Daß die durchgeführten Maßnahmen greifen, zeigt laut Lindl ein Blick auf die Ergebnisse des zweiten Quartals 1998 (Stichtag: 31. März). Um 47 Prozent konnten die Unternehmensumsätze im Vergleich zum ersten Quartal 1998 gesteigert werden. Noch deutlicher fällt der Vergleich zum Vorjahresquartal aus. Mit 47 Millionen Dollar lag das aktuelle Ergebnis satte 180 Prozent über dem des zweiten Quartals 1997.

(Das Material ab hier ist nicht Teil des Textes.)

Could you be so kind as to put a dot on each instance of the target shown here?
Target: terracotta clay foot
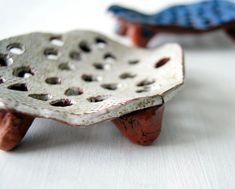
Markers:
(121, 27)
(231, 33)
(139, 35)
(13, 127)
(143, 126)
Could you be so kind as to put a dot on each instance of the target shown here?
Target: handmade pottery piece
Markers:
(194, 18)
(81, 78)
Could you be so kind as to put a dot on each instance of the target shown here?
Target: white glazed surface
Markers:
(125, 99)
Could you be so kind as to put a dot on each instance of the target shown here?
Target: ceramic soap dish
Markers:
(81, 78)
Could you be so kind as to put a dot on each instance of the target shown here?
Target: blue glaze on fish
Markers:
(199, 16)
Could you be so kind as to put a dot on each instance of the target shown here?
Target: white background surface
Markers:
(196, 148)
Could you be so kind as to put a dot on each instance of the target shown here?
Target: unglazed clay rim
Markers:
(168, 78)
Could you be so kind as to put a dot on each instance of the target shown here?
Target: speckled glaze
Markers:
(82, 77)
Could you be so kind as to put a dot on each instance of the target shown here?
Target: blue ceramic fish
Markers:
(189, 18)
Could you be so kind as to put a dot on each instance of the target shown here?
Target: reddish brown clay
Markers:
(13, 127)
(143, 126)
(135, 33)
(122, 27)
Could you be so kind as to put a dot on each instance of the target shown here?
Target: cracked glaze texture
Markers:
(83, 77)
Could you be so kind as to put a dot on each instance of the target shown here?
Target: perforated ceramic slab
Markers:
(83, 77)
(205, 15)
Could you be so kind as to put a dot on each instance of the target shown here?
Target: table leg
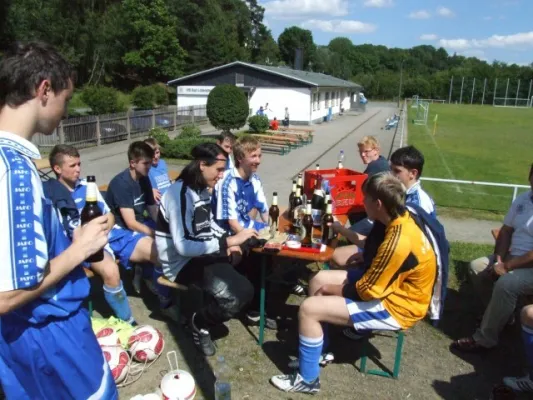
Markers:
(262, 302)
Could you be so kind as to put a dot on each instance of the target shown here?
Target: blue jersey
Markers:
(234, 198)
(158, 175)
(32, 234)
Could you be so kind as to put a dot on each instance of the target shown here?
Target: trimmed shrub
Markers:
(190, 131)
(160, 94)
(227, 107)
(258, 123)
(101, 99)
(161, 135)
(181, 148)
(143, 97)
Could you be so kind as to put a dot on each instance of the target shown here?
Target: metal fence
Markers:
(95, 130)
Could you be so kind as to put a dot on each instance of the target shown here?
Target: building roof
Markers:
(309, 78)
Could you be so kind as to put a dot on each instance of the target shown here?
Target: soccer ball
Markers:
(118, 360)
(146, 343)
(107, 337)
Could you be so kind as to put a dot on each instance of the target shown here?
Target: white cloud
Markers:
(339, 26)
(522, 40)
(378, 3)
(445, 12)
(429, 37)
(421, 14)
(296, 8)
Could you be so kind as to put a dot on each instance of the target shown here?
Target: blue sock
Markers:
(163, 292)
(527, 338)
(310, 350)
(118, 301)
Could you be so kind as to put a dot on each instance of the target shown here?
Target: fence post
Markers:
(98, 135)
(61, 133)
(128, 123)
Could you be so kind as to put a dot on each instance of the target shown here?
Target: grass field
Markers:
(476, 143)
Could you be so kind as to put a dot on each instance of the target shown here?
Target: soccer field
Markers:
(475, 143)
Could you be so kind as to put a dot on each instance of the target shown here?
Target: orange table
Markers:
(284, 226)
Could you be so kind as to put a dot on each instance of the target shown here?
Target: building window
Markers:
(239, 79)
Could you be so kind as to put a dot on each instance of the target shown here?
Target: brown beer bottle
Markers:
(296, 204)
(307, 226)
(273, 214)
(91, 211)
(327, 222)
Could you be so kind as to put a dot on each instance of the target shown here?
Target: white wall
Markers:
(296, 99)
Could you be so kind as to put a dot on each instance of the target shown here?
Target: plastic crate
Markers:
(346, 188)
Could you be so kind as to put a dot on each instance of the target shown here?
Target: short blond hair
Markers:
(245, 145)
(370, 141)
(389, 190)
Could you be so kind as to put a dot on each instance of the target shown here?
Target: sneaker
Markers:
(295, 383)
(253, 319)
(519, 384)
(202, 339)
(352, 334)
(325, 359)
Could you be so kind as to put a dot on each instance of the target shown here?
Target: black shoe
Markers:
(252, 319)
(202, 339)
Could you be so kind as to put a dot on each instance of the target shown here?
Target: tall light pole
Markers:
(401, 82)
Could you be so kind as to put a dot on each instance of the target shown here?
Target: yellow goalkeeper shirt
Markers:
(402, 274)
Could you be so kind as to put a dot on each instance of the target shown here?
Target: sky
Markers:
(487, 29)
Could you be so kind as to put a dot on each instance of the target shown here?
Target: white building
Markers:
(311, 97)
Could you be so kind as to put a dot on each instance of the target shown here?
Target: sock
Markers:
(163, 292)
(118, 301)
(527, 338)
(310, 350)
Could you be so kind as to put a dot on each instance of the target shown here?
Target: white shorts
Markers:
(371, 315)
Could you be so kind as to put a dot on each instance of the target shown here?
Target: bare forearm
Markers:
(56, 270)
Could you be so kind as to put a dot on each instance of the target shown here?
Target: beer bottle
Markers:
(307, 227)
(91, 211)
(273, 214)
(292, 196)
(317, 204)
(327, 225)
(297, 203)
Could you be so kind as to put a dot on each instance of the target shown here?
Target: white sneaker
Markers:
(519, 384)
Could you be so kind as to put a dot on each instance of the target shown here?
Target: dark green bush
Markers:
(227, 107)
(143, 97)
(161, 135)
(101, 99)
(160, 94)
(181, 148)
(258, 123)
(190, 131)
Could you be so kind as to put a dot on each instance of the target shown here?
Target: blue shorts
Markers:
(60, 359)
(123, 243)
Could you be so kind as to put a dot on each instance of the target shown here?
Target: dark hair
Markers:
(408, 157)
(59, 151)
(25, 66)
(139, 150)
(226, 136)
(206, 152)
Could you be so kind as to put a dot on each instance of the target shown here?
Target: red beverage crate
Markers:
(346, 188)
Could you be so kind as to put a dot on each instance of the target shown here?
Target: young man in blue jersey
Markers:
(130, 199)
(237, 201)
(66, 163)
(47, 346)
(158, 173)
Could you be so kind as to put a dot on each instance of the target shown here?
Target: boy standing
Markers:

Eine Schlüsselrolle innerhalb der Unternehmenspolitik spielt das neue 1-GByte Wechselplattenlaufwerk "SparQ". Über einen aggressiven Endkundenpreis von weniger als 450 Mark ist geplant, mit dem Produkt etwa 70 Prozent des Unternehmensumsatzes zu erwirtschaften. Der Rest

soll sich zu gleichen Teilen zwischen dem Low-end-Gerät "EZFlyer 230 MB" sowie dem "SyJet 1,5 GB" aufteilen. Während man für das SyJet 1,5 auch in Zukunft gute Marktaussichten im semiprofessionellen und professionellen Bereich erwartet, ist die Zukunft des EZFlyer 230 weitgehend ungewiß. "Das EZFlyer 230 wird derzeit vom SparQ-Laufwerk förmlich kannibalisiert", so Lindl. Als Ursache sieht er neben der geringen Preisdifferenz den Trend zu immer höheren Kapazitäten auch bei Wechselspeicher-Technologien.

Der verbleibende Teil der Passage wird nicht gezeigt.